Most of the patients did not have side effects correlated with the treatment; therefore, we were not obligate to interrupt it, with the exception of a few cases. One death was registered during the antiviral treatment due to reasons that were not correlated to it, i.e. a car crash. For other patients, the side effect that led to the therapy interruption was the worsening of major depressive disorder for a patient treated with Sofosbuvir plus RBV for 24 weeks and another patient treated with Sofosbuvir plus Lepidasvir for 24 weeks. Moreover, we observed the inguinal subepidermic appearance of vescicula for a patient treated with Sofosbuvir plus Lepidasvir for 24 weeks. These side events were considered as mild and they were considered independently from antiviral therapy. Only in a unique case of a patient treated with Ombitasvir/Paritaprevir/Ritonavir plus Dasabuvir plus RBV for 12 weeks, who showed a Child-Pugh score A5 in pre-treatment, we observed a worsening after 30 days from the beginning of the therapy, related to the increased prothrombin time and bilirubin and significantly decreased albumin. This patient did not show ascites or encephalopathy, and biochemical alterations were normal in two weeks after the therapy interruption. However, the presence of a unique case out of a total of patients with the same therapeutic regimens leads us to confirm the elevated efficacy and the good tolerability of the therapy in patients affected by genotype 1b with or without liver cirrhosis (26). In our records, the use of RBV among the different therapeutic schemes used was not associated with a higher incidence of adverse effects. A different consideration must be done on the revaluation of data of SVR12 in relation to the median age of the patients enrolled in our study. The median age was about 66 years, a condition that leads our SVR12 data to a greater satisfaction given the low SVR12 rate obtained in a population with median/high age with regimens characterized by pegylated IFN due to the insufficient tolerance related to it (27).

One limitation of our study is to reflect a situation as the Campania reality with clinical data from one center, which includes a large geographical area of the region, positioning in two prescriptive poles. Another possible limitation could be represented by the imbalance of patients affected by genotype 1b compared to other analyzed genotypes. In this regard, we underline how the prevalence of an infection sustained by genotype 1b is higher in Campania than by other genotypes. Moreover, the data regarding the route of HCV acquisition were not available. Finally, our outcomes do not allow us to realize a predictive long-term model of post-viral eradication for cirrhotic patients who obtain SVR in order to evaluate the correlation between costs and advantages of these treatments, especially in old age populations.
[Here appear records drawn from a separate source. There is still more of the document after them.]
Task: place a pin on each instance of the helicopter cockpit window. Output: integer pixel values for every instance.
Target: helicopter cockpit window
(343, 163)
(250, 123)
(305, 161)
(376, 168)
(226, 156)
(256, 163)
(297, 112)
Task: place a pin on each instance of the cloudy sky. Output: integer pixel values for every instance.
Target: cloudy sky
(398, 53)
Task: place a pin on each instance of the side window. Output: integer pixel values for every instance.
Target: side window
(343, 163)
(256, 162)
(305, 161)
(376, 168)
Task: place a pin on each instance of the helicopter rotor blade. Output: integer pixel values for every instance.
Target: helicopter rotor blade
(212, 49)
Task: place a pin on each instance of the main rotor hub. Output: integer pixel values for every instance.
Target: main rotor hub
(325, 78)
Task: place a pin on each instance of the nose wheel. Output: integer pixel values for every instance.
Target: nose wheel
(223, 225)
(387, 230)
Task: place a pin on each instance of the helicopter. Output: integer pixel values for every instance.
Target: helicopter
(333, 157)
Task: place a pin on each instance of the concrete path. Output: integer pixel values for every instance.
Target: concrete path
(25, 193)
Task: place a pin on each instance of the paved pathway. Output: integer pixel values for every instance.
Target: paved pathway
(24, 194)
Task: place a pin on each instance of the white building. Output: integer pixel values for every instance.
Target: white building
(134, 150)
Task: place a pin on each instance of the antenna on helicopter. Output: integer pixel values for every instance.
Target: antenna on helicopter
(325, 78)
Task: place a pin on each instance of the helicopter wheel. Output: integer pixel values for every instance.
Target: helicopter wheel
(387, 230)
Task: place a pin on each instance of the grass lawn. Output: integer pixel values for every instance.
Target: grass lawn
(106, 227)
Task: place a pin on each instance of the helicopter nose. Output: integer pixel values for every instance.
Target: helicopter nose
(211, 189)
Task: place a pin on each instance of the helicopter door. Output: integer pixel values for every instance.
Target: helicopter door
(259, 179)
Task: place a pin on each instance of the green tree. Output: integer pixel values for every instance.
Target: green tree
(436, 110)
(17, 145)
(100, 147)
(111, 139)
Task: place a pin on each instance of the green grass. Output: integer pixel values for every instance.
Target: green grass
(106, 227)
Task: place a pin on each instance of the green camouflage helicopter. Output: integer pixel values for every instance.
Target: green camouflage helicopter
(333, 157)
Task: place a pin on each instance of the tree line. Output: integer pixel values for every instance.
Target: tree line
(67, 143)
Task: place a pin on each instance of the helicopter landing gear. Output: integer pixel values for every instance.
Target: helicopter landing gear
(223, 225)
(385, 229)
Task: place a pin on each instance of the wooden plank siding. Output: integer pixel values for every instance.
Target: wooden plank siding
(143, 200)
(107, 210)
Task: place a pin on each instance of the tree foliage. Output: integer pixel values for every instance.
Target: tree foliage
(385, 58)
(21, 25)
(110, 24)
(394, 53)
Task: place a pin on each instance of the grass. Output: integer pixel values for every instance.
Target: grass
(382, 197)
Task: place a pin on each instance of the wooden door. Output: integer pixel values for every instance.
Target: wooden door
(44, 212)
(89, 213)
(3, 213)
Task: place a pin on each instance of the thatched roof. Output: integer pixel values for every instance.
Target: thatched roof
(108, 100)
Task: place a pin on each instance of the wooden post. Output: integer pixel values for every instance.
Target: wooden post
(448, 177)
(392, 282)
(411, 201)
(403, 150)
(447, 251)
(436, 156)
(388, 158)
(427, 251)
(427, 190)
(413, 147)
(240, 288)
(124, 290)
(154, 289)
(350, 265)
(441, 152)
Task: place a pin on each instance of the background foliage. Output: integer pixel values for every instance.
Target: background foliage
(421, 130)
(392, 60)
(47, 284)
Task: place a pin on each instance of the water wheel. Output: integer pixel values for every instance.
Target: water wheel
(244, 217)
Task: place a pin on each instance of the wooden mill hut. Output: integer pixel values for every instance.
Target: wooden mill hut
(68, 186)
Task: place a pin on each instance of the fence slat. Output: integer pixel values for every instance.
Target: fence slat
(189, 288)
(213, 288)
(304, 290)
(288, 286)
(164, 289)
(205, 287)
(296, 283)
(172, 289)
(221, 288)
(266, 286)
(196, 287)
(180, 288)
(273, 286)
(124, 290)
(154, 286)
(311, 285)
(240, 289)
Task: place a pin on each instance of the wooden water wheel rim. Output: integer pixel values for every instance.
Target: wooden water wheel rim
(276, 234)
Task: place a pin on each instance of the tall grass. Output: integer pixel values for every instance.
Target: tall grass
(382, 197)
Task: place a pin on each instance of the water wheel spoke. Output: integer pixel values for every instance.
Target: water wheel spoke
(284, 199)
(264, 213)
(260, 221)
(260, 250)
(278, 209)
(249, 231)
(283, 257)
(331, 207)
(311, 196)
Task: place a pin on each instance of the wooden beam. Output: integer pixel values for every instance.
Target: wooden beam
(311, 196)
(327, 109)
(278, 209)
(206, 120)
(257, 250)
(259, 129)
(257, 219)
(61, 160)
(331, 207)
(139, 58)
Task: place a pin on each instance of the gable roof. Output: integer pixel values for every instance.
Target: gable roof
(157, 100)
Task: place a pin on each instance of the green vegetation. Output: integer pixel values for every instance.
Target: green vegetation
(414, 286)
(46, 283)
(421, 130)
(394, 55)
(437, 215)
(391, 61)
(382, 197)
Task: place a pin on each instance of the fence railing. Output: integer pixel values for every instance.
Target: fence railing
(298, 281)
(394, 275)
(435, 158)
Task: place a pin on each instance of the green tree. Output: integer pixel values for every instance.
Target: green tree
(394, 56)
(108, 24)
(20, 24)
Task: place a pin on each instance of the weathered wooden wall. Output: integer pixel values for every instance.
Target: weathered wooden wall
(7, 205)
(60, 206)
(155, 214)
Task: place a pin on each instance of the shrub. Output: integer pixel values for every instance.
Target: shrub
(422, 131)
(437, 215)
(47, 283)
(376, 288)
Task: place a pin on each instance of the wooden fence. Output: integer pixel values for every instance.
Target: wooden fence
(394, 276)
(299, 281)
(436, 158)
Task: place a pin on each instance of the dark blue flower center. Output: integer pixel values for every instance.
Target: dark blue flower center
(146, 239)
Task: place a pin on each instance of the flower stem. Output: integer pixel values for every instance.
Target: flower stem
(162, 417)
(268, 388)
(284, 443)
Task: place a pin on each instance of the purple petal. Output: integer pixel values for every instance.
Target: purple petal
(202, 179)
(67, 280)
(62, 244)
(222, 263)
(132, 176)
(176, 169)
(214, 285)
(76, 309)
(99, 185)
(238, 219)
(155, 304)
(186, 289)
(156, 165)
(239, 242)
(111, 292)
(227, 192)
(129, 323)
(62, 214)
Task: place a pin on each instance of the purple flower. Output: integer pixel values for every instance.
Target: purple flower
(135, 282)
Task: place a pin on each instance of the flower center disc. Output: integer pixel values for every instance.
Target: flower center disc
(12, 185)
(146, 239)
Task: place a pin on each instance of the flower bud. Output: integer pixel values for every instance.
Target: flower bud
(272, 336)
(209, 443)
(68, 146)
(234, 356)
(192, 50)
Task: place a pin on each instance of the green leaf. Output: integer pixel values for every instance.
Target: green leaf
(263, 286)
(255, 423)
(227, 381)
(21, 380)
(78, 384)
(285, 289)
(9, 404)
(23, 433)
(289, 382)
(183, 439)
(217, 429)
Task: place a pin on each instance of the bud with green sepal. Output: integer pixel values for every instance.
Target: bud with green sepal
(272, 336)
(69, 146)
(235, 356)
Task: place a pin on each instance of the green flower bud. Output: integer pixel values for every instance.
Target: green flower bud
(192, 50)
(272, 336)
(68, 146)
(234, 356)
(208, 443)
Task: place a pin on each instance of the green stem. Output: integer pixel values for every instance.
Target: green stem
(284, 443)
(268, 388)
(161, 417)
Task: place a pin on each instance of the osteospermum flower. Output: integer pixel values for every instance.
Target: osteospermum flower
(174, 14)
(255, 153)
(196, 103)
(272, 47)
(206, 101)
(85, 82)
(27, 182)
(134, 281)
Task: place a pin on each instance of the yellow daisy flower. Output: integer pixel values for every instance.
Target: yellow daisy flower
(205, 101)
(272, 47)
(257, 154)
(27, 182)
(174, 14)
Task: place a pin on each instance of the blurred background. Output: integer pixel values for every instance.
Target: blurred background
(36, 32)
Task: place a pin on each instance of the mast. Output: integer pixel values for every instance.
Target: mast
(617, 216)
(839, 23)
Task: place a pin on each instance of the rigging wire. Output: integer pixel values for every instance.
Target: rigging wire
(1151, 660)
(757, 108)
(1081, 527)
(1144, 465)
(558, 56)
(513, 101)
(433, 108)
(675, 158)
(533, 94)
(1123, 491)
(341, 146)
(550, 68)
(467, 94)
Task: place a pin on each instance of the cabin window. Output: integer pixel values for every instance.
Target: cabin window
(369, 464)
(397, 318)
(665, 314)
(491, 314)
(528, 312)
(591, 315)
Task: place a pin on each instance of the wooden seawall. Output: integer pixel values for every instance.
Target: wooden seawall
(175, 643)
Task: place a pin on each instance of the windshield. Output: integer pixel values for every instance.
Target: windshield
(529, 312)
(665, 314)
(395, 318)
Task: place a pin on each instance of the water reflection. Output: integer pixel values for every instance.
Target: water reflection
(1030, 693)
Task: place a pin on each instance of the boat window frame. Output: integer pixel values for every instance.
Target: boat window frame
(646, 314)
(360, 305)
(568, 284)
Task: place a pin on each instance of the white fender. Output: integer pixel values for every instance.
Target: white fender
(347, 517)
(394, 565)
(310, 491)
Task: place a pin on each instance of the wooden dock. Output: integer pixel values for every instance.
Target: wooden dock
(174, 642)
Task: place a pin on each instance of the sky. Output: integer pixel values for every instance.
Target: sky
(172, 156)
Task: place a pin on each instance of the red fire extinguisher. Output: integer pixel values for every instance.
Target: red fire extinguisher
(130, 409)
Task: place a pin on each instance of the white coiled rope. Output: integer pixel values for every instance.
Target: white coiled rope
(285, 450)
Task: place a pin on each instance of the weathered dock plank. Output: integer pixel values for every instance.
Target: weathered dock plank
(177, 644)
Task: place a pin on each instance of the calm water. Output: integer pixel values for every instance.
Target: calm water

New antiviral regimens of DAA-based for HCV represent one of the greatest innovations in the scientific context in the last few years. Our prospective observational study confirms the elevated efficacy in terms of SVR12 obtained independently from HCV genotype and disease stage when these treatments are used as the methods of a good clinical practice (20). The results obtained by these types of studies allow us to understand the real social problem regarding HCV in order to obtain a viral eradication in a large part of population resident in the areas with a high prevalence of infection. Only through this strategy will it be possible to limit even more the onset of new cases of infection, consequently the complete elimination of infection in the near future.